Il nome “Pianta” deriva da una grande ‘tenuta’ presente già in una mappa del 1707 di nome “Frascata e Pianta”, (“Frascata” era la parte sotto la parrocchia di S. Bernardino e “Pianta” era quella sotto la parrocchia di Chiesa Nuova di S. Giuseppe).

Il nome ‘”Villa Pianta” è associato a un’antica villa (detta “Villa Pianta” o “Castello di Pianta”) presente ad uso magazzino fin dall’inizio dell''800, ma forse costruita dalla famiglia nobile di antiche origini Pio di Savoia, presente in queste zone fin dai primi del '700. Nella mappa sopra, pubblicata nel 1782 ed estratta da una precedente datata 1707, si legge "Tenuta La Pianta dell'Ecc.za Principe Pio". Si legge anche 'Oratorio della Pianta" e vi si vede disegnato una chiesetta, ma la posizione non coincide con quella dell'attuale oratorio.

La villa sarebbe stata via via arricchita nel tempo con torretta e quindi con oratorio dedicato a S. Antonio da Padova. (da "Mera Ville" pag. 68 di Giovanni Baldini e Giorgio Sangiorgi).  

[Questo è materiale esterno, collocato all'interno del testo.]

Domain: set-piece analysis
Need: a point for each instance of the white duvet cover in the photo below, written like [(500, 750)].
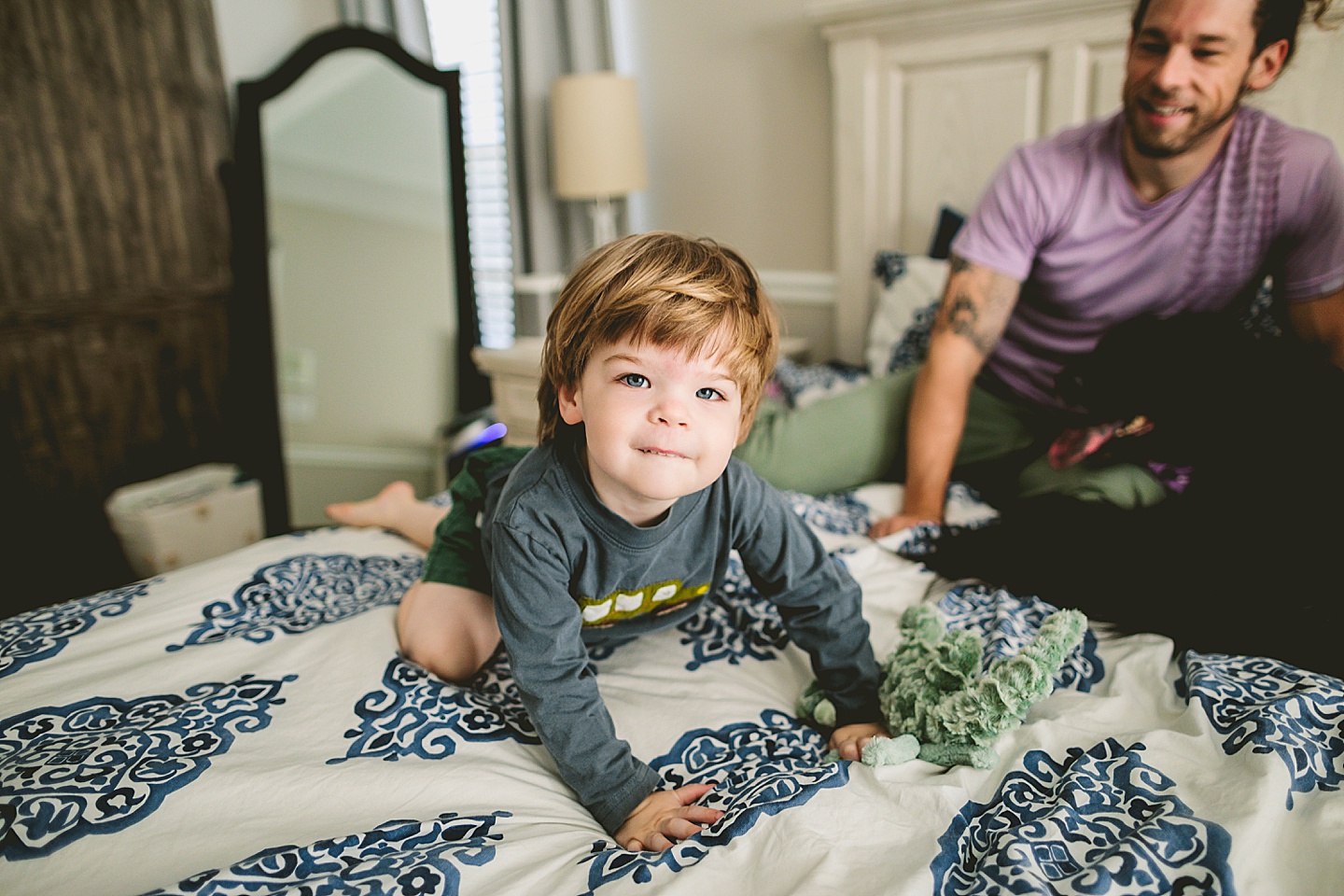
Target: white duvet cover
[(246, 725)]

Ai primi del novecento il tutto era di proprietà della ‘Società Lamone’, poi nel 1925 di un imprenditore bresciano che acquistò anche il titolo di conte, tal Mazzotti Biancinelli. 
La villa fu abbattuta dai tedeschi durante la guerra (1945). Sono rimasti in piedi i resti dell’oratorio e una torretta. 
Nel dopoguerra il tutto fu acquistato da Ferruzzi. In un articolo apparso nel febbraio 2013 su “Settesere”, un settimanale locale, si leggeva che la chiesetta è di proprietà della Fondazione Cassa di Risparmio di Lugo, e che la consulta di Taglio Corelli e Villa Pianta chiedeva a gran voce o la sistemazione della Chiesa oppure anche il suo abbattimento. 
Passati glia anni ma tutto è ancora come prima.

 

ATTUALMENTE L’ORATORIO quindi è della Fondazione Cassa di Risparmio e Banca del Monte di Lugo, che si trova di fronte a notevoli perdite degli ultimi anni e nel suo documento “Programmatico previsionale 2016" ha scritto “Molte unità immobiliari fra quelle già in utilizzo o affittate necessitano di ammaloramenti dovuti a vetustà e altre cause. La parte di maggiore impatto riguarda le ex chiese di Villa Pianta e del Monastero Agostiniane di via Tellarini, a Lugo e le ex officine Soldati di Voltana, per i quali sono previsti indispensabili interventi di messa in sicurezza per possibili infiltrazioni d’acqua e di ripristino delle coperture.”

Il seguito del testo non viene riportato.